La edición genética da un paso histórico en la protección de los bosques europeos. Un equipo internacional liderado por el Consejo Superior de Investigaciones Científicas (CSIC) ha conseguido editar por primera vez un gen de susceptibilidad en una especie forestal, el castaño europeo (Castanea sativa), utilizando la tecnología CRISPR/Cas9. El avance abre una nueva vía para desarrollar árboles con mayor resistencia frente a enfermedades que amenazan la supervivencia de los castañares.

El estudio, publicado en la revista científica Plant Stress, supone un hito para la biotecnología forestal, al demostrar que la edición dirigida de genes propios de la planta puede aumentar su tolerancia frente a patógenos sin introducir genes externos.
Un avance pionero para combatir la enfermedad de la tinta del castaño
La investigación ha sido liderada por el grupo de Biotecnología y Mejora Forestal de la Misión Biológica de Galicia (MBG-CSIC), con la colaboración de la Universidad de Turín, la Universidad Politécnica de Madrid y la Universidad de Santiago de Compostela.
El objetivo del trabajo fue inactivar mediante CRISPR/Cas9 el gen de susceptibilidad Cspmr4, un gen propio del castaño cuya actividad aumenta tras la infección por Phytophthora cinnamomi, el microorganismo responsable de la enfermedad de la tinta, una de las patologías más devastadoras para esta especie y cuya incidencia se ha visto agravada por el cambio climático.
A diferencia de otros genes implicados en la defensa, los genes de susceptibilidad son aprovechados por determinados patógenos para facilitar la infección. Su silenciamiento reduce esa vulnerabilidad y puede incrementar la resistencia natural de la planta.
Más resistencia frente al patógeno gracias a la edición genética
La investigadora de la MBG-CSIC Elena Corredoira Castro explica que el castaño europeo constituye una especie de enorme valor ecológico, económico y cultural, pero se enfrenta a amenazas crecientes como la enfermedad de la tinta y el cáncer del castaño.
«Una prometedora estrategia de edición genética para conferir tolerancia a patógenos consiste en inactivar los genes de susceptibilidad en las plantas», señala.

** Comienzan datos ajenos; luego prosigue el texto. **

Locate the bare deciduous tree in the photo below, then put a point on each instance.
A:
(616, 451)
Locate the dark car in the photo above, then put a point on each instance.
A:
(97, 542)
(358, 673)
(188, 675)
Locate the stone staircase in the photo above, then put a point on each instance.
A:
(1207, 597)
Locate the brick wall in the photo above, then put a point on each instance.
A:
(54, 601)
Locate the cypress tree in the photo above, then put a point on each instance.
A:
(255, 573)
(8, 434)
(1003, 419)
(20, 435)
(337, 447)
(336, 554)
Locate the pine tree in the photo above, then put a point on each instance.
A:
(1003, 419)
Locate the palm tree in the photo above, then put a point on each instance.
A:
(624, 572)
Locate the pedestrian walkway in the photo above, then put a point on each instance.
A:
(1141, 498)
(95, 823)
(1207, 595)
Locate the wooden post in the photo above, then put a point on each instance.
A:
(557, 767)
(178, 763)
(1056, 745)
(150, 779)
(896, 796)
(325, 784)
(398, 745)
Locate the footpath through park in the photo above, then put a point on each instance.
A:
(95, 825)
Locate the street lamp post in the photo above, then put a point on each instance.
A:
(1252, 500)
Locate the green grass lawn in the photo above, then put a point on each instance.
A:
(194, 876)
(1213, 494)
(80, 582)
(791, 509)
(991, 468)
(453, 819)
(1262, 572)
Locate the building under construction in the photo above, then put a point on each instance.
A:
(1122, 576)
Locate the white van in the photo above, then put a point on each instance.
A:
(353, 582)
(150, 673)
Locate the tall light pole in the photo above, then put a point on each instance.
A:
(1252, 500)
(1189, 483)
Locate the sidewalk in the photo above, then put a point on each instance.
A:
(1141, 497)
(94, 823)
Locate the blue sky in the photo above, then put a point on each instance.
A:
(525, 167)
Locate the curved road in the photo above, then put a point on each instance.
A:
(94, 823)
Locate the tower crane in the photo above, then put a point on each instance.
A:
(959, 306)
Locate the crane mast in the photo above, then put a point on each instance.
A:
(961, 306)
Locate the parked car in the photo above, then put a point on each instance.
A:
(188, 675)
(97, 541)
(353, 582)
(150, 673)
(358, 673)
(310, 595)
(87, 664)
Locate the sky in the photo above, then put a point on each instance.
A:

Para lograrlo, el equipo combinó la tecnología CRISPR/Cas9 con técnicas de embriogénesis somática, un sistema de regeneración desarrollado durante décadas por el propio grupo de investigación que permite obtener plantas completas a partir de células editadas, una de las principales dificultades en especies forestales.
Según explica Corredoira, «combinando los sistemas de embriogénesis somática definidos por nuestro grupo con la técnica de CRISPR-Cas9 es posible tanto incorporar genes marcadores como modificar los relacionados con la resistencia a enfermedades«.
Las plantas editadas sobreviven mejor a la enfermedad
Los investigadores lograron editar con elevada eficacia el gen Cspmr4 en embriones de castaño, obteniendo principalmente mutaciones homocigotas o bialélicas.
Aunque la regeneración de plantas completas aún presenta limitaciones técnicas, los ensayos demostraron que las plantas editadas mostraban una tolerancia significativamente mayor frente a Phytophthora cinnamomi, con mayores tasas de supervivencia y una menor necrosis en las raíces.
Los resultados respaldan la hipótesis de que la inactivación de este gen activa mecanismos de defensa de la planta y constituye una estrategia viable para mejorar genéticamente el castaño.
Un paso decisivo para proteger los bosques frente al cambio climático
La investigación se desarrolló principalmente en los laboratorios de la Misión Biológica de Galicia dentro de dos proyectos financiados por la Agencia Estatal de Investigación, centrados en el desarrollo de genotipos de castaño y encina con mayor tolerancia a Phytophthora cinnamomi.
Los investigadores consideran que este trabajo constituye la primera demostración de la edición eficaz de un gen de susceptibilidad en una especie forestal, un avance que sienta las bases para desarrollar nuevas estrategias de mejora genética en árboles frente a enfermedades emergentes.
Además de contribuir a la conservación de los ecosistemas forestales, esta tecnología podría favorecer una producción de castaña más sostenible en las principales regiones productoras del noroeste de la Península Ibérica y de otros territorios europeos.